New York: The Loner & the Shaman

The most significant question still to be settled in the Adam Clayton Powell case is whether the House of Representatives had the constitutional right to deny him admission for the specific offenses with which he was charged. While his lawyers raised this issue in federal court last week, Powell himself unexpectedly became the target of a political challenge in his Harlem fiefdom.

Powell's exclusion from Congress automatically created a vacancy in the 18th District; to fill it, a special election was set for April 11. Powell was assured of the Democratic nomination for the seat he has already won twelve times—even though, as seemed likely, the House might continue to deny it to him. Then James Meredith, 33, the moody loner of the civil rights movement who is now a Columbia law student, announced that he would accept Manhattan Republican Chairman Vincent Albano's invitation to oppose Powell.

"Tetched." In 1962, Meredith risked his life in the battle to integrate the University of Mississippi. Last year, while taking a "march against fear" through his home state, he had shotgun pellets fired into him by a white racist. But from far-off Bimini, Powell, whose zestful pursuit of the sporting life has betrayed the Negroes' trust in him for years, branded Meredith as the "white man's candidate."

Still prevented from visiting New York by contempt-of-court citations that could jail him, Powell said that he would not have to campaign anyway. Nevertheless, reinforced by the presence of CORE'S Floyd McKissick, he got in a few licks for the benefit of reporters and TV cameras. "Long before Mr. Meredith was having his diapers changed," he mocked, "I was walking the streets of Harlem on picket lines." Noting that Meredith describes himself as an "independent Democrat," Powell observed that "anybody who is a Democrat running on the Republican ticket has got to be a little tetched in the head." No one was nasty enough to remind Powell that in 1956 he bolted his party to support Dwight Eisenhower.

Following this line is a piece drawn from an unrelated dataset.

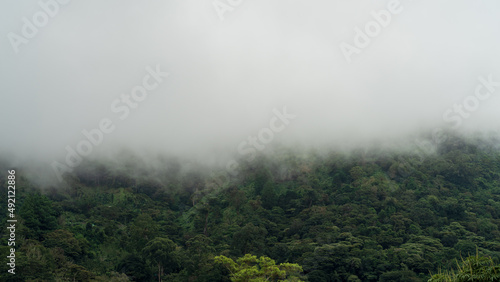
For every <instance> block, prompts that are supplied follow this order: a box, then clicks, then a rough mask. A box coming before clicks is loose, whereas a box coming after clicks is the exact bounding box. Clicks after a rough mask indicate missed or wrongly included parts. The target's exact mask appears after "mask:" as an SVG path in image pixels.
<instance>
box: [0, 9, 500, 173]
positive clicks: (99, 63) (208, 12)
mask: <svg viewBox="0 0 500 282" xmlns="http://www.w3.org/2000/svg"><path fill="white" fill-rule="evenodd" d="M40 2H41V3H52V4H51V5H48V6H47V7H48V8H45V9H44V8H43V7H42V6H43V5H41V4H40V3H39V1H8V0H0V35H1V40H0V51H1V52H0V95H1V98H2V99H1V103H0V117H1V118H0V132H1V139H0V151H1V152H4V153H6V152H11V153H14V154H15V155H16V156H24V157H25V156H30V157H31V156H33V157H36V158H37V159H40V160H43V161H44V162H46V163H47V164H50V163H52V162H53V161H60V162H63V161H64V156H65V155H66V153H67V151H66V149H65V148H66V146H70V147H72V148H75V147H76V146H77V144H78V142H80V141H81V140H86V139H85V136H84V135H83V134H82V130H89V131H90V130H91V129H94V128H98V127H99V123H100V122H101V120H103V119H105V118H108V119H109V120H111V122H112V125H113V126H114V128H115V129H114V131H113V132H111V133H109V134H104V135H103V136H104V140H103V142H102V143H100V144H99V145H96V146H94V151H93V154H94V156H95V155H96V154H97V155H98V154H100V153H101V152H102V151H109V150H112V149H116V148H121V147H122V146H128V147H129V148H132V149H137V150H148V151H152V152H155V151H163V152H170V153H172V152H177V153H179V154H187V152H189V153H190V154H191V155H195V156H196V155H198V156H205V155H206V154H214V153H216V154H219V153H221V152H223V153H234V152H237V147H238V146H239V145H240V144H242V142H244V141H245V140H247V138H248V136H256V135H257V134H258V133H259V132H260V131H261V130H262V129H263V128H269V123H270V122H271V121H272V120H273V117H274V116H275V113H274V112H273V109H276V110H278V111H283V108H284V107H286V110H287V112H288V113H289V114H292V115H294V116H296V117H295V118H294V119H291V120H290V121H289V124H287V125H286V128H285V129H284V130H283V131H280V132H274V137H273V139H272V142H276V143H279V142H285V143H286V142H289V143H290V144H293V143H295V142H297V143H302V144H315V143H332V144H334V143H335V142H338V140H339V139H342V140H344V141H345V140H349V141H352V142H355V141H359V140H371V138H379V139H380V138H382V139H383V138H391V137H395V136H404V135H407V134H409V133H412V132H415V131H416V130H421V129H432V128H436V127H445V126H447V125H448V126H449V125H455V127H457V128H458V129H462V128H464V129H465V128H470V127H479V126H480V127H481V128H482V129H494V130H497V129H499V128H500V126H499V124H498V121H499V118H500V111H499V110H498V109H499V108H500V86H493V88H492V89H493V90H495V88H496V92H494V93H492V95H490V96H489V97H487V98H484V97H486V96H487V93H488V89H487V87H482V88H481V90H480V93H481V95H483V96H482V97H483V98H484V99H482V100H479V99H477V100H476V101H478V103H477V105H476V104H474V103H475V101H474V98H470V97H469V96H474V93H475V90H476V88H477V87H478V85H481V82H480V80H479V79H478V77H484V78H485V79H487V78H488V76H491V77H492V80H493V81H500V55H499V50H500V37H499V36H498V35H499V27H500V17H499V16H498V15H499V14H498V13H499V11H500V3H499V2H498V1H495V0H488V1H461V0H443V1H416V0H414V1H410V0H401V1H392V2H391V1H368V0H364V1H352V0H349V1H348V0H343V1H338V0H337V1H333V0H328V1H327V0H308V1H304V0H302V1H299V0H276V1H273V0H242V1H237V0H232V1H228V0H220V1H212V0H205V1H201V0H175V1H174V0H163V1H159V0H158V1H153V0H149V1H144V0H142V1H124V0H104V1H103V0H85V1H83V0H73V1H67V0H66V2H68V3H62V2H65V1H62V0H61V1H60V2H61V3H59V2H55V0H52V1H49V0H42V1H40ZM54 3H56V4H57V6H54ZM231 5H232V6H231ZM388 5H389V6H390V7H392V8H391V9H392V10H391V9H389V8H388ZM381 10H384V11H386V12H380V11H381ZM391 11H392V12H394V13H392V12H391ZM372 12H375V13H376V14H380V15H382V16H380V17H381V18H382V19H385V20H386V22H385V23H384V25H385V27H382V26H381V25H380V24H378V25H377V24H375V25H373V22H372V21H374V16H373V13H372ZM49 13H50V14H52V15H48V14H49ZM387 13H390V15H391V18H390V21H389V20H388V18H387V17H385V18H384V16H383V15H387ZM24 18H26V19H27V20H24ZM36 21H38V25H39V26H38V27H37V26H36V25H35V24H36ZM44 21H46V22H44ZM34 22H35V23H34ZM370 22H372V23H370ZM31 24H33V25H35V28H36V29H37V30H35V31H33V30H32V29H30V28H29V25H31ZM27 26H28V27H27ZM370 26H371V27H372V29H371V30H369V31H371V32H372V35H374V34H375V35H374V36H373V37H368V38H369V43H368V44H365V45H367V46H362V48H358V47H360V46H357V45H356V42H355V39H356V36H358V37H360V35H359V34H357V33H356V28H359V29H360V30H362V31H363V32H366V31H365V29H366V28H367V27H369V28H370ZM377 26H378V27H380V30H377ZM23 32H24V34H23ZM26 35H28V37H31V38H27V36H26ZM363 36H364V35H361V37H363ZM358 39H359V38H358ZM358 41H359V40H358ZM343 42H344V43H345V44H344V45H342V44H343ZM358 43H359V42H358ZM365 43H366V42H365ZM346 44H348V45H349V46H351V47H352V48H357V49H355V50H356V52H355V53H352V54H351V55H350V56H347V57H348V58H346V55H345V54H344V52H343V51H342V48H341V46H344V47H345V46H347V45H346ZM350 50H351V51H352V50H354V49H350ZM344 51H345V50H344ZM348 59H349V60H350V62H349V60H348ZM147 67H150V68H151V69H156V68H159V69H160V70H161V72H168V73H169V76H168V77H166V78H162V79H163V81H161V82H160V83H158V85H157V87H156V88H155V89H153V90H151V91H148V94H147V96H146V97H145V99H143V100H142V101H140V102H138V103H137V107H136V108H135V109H130V114H129V115H128V116H126V117H124V116H123V115H122V114H124V112H119V113H118V112H117V111H113V110H112V105H113V103H114V101H115V100H116V99H120V95H121V94H126V95H130V93H131V91H132V90H133V89H134V88H135V87H136V86H142V85H143V80H144V79H145V77H146V76H147V75H148V74H149V72H148V71H147V70H146V68H147ZM148 83H150V84H154V83H155V80H154V79H153V78H152V77H151V78H150V80H148ZM493 85H494V84H493ZM490 88H491V85H490ZM467 97H469V98H467ZM467 99H468V100H467ZM464 101H468V102H469V104H470V105H469V106H468V107H469V108H474V110H471V111H467V110H465V111H466V112H465V114H467V118H465V117H460V115H459V114H458V113H456V112H453V111H454V110H453V107H454V105H455V104H463V103H464ZM124 105H125V104H124V103H123V102H121V101H120V102H119V103H117V104H115V106H116V107H118V106H124ZM447 110H452V112H450V113H449V114H448V117H449V118H450V120H449V121H445V120H443V114H444V113H445V112H446V111H447ZM121 118H123V119H121ZM451 120H454V121H453V122H452V121H451ZM458 120H460V122H461V123H460V125H458ZM276 124H279V123H276ZM279 125H281V124H279Z"/></svg>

If Powell's arrogant comments were predictable, Negro reaction back home to Meredith's bid was irrationally hostile. It was as if the uncontested elections of the old Solid South—the kind that kept the Negro down for so long—had become Harlem's ideal of democracy. Negro Author (Manchild in the Promised Land) Claude Brown, an old friend of Meredith, called him "an ass, an absolute ass." Said Jackie Robinson, a Republican and a civil rights moderate: "No self-respecting Negro should have involved himself in this thing." The Amsterdam News, the Negro weekly, bannered: NEGRO REPUBLICANS OUTRAGED. In Harlem there was open talk of assassination—and in view of the 1958 attempt on Martin Luther King's life and the 1965 murder of Malcolm X, the threat to Meredith could not be disregarded.

"Handkerchief-Head." The reason for such emotional outbursts is that Powell's fall from power has won him a shaman's hold on Negroes' feelings. At a rally in Powell's church, even the N.A.A.C.P.'s Roy Wilkins was denounced as a "handkerchief-head nigger" for a statement casting doubt on Powell's value to the civil rights movement. (Wilkins said he had been misinterpreted.)